Silver tongue: speaking with a- to be glib, a real bullshit artist.
Like a poster.
Then we’ll turn our tommy guns
on the screaming ravaged nuns
and the peoples voice will be the only sound.
-P. Sky
Hair of the Dog: alcoholic drinks; more specifically, the same type you were drinking to abuse the night before. Fully, it’s “hair of the dog that bit you”; the alcohol last night is the stuff that “bit” you and made you feel crummy. The “hair” is just a little bit of what you were drinking. The theory is that drinking a little of what gave you a hangover the morning after will make you feel better. Cecil debated whether this helps or not in a column that I’m too lazy to search for.
Do you want to know what they mean or where they originated?
Hair of dog is not the whole cliche. It’s the hair of the dog that bit you. Meaning if you’re hung over(bit by a dog) then have another drink(have some of its hair).
Silver tongue is someone who is glib. Or the six million dollar porno star.
Well hair of the dog is a euphemism use to help cure a hang over…ie take a drink of whatever you had to drink the night before thus “taking a bit of the hair of the dog that bit you” or something like that.
Silver tongue I suppose means to be very a very glib and fast talker who posesses the charisma to make people believe him.
“I think it speaks to the duality of man sir.”
(private Joker in Full Metal Jacket)
Hair of the dog: The full expression is ‘the hair of the dog that bit you’. Long ago it was believed that you needed some part of a thing that had injured you to cure you. One dogbite remedy involved applying a poultice that included hair from the dog in question. The expression specifically refers to treating a hangover with a drink the next morning (or afternoon, if it was a classic bender).
Silver tongue: WAG here, but I would imagine that it is related to the easy analogy between words that flow out smoothly and quickly to mercury, otherwise known as quicksilver.
Five way simulpost!
So, are 5 simulposts with the same/similar information some kind of record?
Well, I couldn’t say, but at least we’ve cleared up the controversy that NickyLarson, AWB, Biggirl, aha, and I are the same person.
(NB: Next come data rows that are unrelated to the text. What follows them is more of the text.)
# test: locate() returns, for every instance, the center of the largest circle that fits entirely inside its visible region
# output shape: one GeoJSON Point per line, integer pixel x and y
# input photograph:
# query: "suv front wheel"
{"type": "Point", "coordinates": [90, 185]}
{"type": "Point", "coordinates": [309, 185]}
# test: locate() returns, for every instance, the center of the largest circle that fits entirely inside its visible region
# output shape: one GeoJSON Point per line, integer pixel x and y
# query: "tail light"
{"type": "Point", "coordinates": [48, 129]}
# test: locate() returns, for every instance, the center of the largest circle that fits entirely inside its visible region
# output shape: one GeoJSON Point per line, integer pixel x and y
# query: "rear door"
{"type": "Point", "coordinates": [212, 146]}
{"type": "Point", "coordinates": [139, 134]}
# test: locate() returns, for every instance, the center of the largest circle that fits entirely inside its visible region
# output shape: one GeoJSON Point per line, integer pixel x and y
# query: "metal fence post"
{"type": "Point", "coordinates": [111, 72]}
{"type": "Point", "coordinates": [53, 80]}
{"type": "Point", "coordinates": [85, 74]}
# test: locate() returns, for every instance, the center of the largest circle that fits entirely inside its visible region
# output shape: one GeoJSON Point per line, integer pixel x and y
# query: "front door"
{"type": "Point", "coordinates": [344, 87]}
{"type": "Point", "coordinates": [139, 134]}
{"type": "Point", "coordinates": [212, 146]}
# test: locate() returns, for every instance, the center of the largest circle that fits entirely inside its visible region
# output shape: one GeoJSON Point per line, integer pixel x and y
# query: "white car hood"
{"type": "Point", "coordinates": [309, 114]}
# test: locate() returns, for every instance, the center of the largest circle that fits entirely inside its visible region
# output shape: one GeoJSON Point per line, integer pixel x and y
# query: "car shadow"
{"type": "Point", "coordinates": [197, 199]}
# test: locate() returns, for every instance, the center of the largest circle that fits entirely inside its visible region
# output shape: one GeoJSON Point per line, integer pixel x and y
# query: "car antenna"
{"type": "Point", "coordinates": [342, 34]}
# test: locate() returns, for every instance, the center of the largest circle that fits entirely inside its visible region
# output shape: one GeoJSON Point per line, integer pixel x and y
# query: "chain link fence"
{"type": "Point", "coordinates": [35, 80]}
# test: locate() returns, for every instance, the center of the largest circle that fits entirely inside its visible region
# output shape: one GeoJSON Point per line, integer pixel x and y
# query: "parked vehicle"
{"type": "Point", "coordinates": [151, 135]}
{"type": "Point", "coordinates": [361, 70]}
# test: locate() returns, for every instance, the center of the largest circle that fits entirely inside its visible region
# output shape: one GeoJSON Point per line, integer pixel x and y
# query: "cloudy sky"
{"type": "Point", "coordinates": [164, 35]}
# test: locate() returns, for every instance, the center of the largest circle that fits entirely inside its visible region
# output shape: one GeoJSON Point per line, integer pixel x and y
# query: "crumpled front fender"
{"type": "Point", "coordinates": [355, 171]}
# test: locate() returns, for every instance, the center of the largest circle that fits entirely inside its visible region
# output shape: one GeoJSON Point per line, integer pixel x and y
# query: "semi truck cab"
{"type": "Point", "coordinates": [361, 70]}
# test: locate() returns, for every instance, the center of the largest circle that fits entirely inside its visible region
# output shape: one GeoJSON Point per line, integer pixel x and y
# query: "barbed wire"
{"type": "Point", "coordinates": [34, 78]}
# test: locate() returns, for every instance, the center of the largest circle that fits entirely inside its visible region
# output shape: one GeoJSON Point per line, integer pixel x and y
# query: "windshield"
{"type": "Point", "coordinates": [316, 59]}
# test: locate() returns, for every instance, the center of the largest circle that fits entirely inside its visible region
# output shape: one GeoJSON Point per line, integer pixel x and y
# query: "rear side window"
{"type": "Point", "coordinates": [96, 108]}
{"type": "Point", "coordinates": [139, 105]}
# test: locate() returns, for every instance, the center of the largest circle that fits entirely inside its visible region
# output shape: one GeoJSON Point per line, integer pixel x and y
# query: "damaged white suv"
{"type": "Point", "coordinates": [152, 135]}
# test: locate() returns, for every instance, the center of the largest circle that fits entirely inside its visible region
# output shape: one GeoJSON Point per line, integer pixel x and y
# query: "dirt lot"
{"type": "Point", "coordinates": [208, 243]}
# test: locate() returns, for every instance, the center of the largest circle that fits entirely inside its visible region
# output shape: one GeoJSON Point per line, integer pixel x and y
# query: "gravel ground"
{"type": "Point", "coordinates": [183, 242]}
Here’s the link to Cecil’s hangover column. Oddly enough, I posted it in a different thread just this morning.
I must ask: Being a relatively new little nephew to Uncle Cecil’s Message Boards, does the term “double posting” refer to:
a) posting the same reply within a thread
b) posting the same question as another poster on the same message board
c) “a” as well as “b”
d) an earring with two posts (ha-ha)
Obviously, in this context, the meaning is clear, but could it also mean “b”?
IMHO: Moreoften, I have heard of a gilded tongue. I took this to mean basically the same thing. I base this upon the phrase “gilding the lilly”. To you posters, is a gilded tongue the same as a silver tongue?
A “Double Post” is when a single person posts the same message twice. Usually these are identical and seem to be caused by glitches in their browser or in the board software somewhere.
A “Simulpost” is when two or more people answer a question at more-or-less the same time. This happens when they check the thread, don’t see any answers and answer it themselves, not knowing that three other people are typing in their answers at that same moment.
I’m not sure if a five-way simulpost is a record, but five is the highest I’ve seen.
“Drink your coffee! Remember, there are people sleeping in China.”